Member of the House of Representatives of Nigeria from Federal Capital Territory
- Constituency: Abuja Municipal Area Council/Bwari

Personal details
- Born: 1969 (age 56–57)
- Citizenship: Nigeria
- Party: Peoples Democratic Party
- Occupation: Politician

= Micah Jiba =

Nigerian politician

Micah Yohanna Jiba is a Nigerian politician. He was a member a member of the Federal House of Representative, representing Abuja Municipal Area Council/Bwari Federal Constituency in the House of Representatives. He was succeeded by Joshua Chinedu Obika.

== Early life ==
Micah Jiba was born in 1969.

== Political career ==
Jiba once served as Councilor Garki Ward, and Chairman of Abuja Municipal Area Council (AMAC).
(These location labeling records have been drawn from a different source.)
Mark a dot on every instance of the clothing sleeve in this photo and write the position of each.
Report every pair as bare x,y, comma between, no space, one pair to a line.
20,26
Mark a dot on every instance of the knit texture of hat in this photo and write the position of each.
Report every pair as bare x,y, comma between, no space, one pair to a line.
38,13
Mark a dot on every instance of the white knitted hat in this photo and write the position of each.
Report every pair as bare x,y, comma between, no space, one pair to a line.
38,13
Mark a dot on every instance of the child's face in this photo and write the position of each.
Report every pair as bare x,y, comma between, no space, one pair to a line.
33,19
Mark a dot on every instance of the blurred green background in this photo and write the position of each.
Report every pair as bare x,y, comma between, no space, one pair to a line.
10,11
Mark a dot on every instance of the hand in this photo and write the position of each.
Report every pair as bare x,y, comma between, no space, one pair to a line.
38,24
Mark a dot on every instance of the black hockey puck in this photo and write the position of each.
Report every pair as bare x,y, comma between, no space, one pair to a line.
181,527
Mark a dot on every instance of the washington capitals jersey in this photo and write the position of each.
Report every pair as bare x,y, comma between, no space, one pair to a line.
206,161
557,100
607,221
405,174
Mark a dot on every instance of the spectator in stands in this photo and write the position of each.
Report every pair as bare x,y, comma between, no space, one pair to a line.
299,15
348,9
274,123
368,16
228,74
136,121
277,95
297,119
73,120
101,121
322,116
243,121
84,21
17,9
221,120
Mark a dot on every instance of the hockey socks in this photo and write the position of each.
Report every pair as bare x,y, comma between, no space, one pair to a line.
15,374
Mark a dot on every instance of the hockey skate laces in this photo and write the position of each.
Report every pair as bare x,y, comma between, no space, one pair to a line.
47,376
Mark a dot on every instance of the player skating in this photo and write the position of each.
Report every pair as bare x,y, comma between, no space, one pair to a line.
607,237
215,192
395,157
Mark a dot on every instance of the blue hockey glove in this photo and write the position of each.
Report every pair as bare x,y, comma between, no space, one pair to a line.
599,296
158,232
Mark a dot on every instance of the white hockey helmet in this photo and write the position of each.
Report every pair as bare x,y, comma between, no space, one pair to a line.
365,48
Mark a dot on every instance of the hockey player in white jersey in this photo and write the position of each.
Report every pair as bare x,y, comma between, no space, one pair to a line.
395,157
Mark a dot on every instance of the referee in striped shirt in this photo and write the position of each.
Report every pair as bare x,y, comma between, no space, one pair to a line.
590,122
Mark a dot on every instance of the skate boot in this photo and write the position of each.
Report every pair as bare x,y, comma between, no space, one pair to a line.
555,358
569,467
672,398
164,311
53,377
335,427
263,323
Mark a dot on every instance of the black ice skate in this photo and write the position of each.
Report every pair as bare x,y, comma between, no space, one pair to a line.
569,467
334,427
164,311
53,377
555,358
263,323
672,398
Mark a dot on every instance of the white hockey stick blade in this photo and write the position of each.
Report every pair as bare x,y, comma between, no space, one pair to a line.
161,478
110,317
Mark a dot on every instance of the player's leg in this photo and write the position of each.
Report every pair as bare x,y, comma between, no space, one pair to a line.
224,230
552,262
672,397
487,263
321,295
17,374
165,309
In 2022, he won the Peoples Democratic Party (PDP) primaries to contest in the House of Representatives elections of 2023. He eventually won defeating his rivals, Abuzarri Suleiman Ribadu of All Progressive Congress (APC) and Joshua Chinedu Obika of Labour Party (LP). In June 2023, he commissioned about 25 projects situated in various parts of his constituency. He condemned the demolition of Akpanjiya, a community in FCT.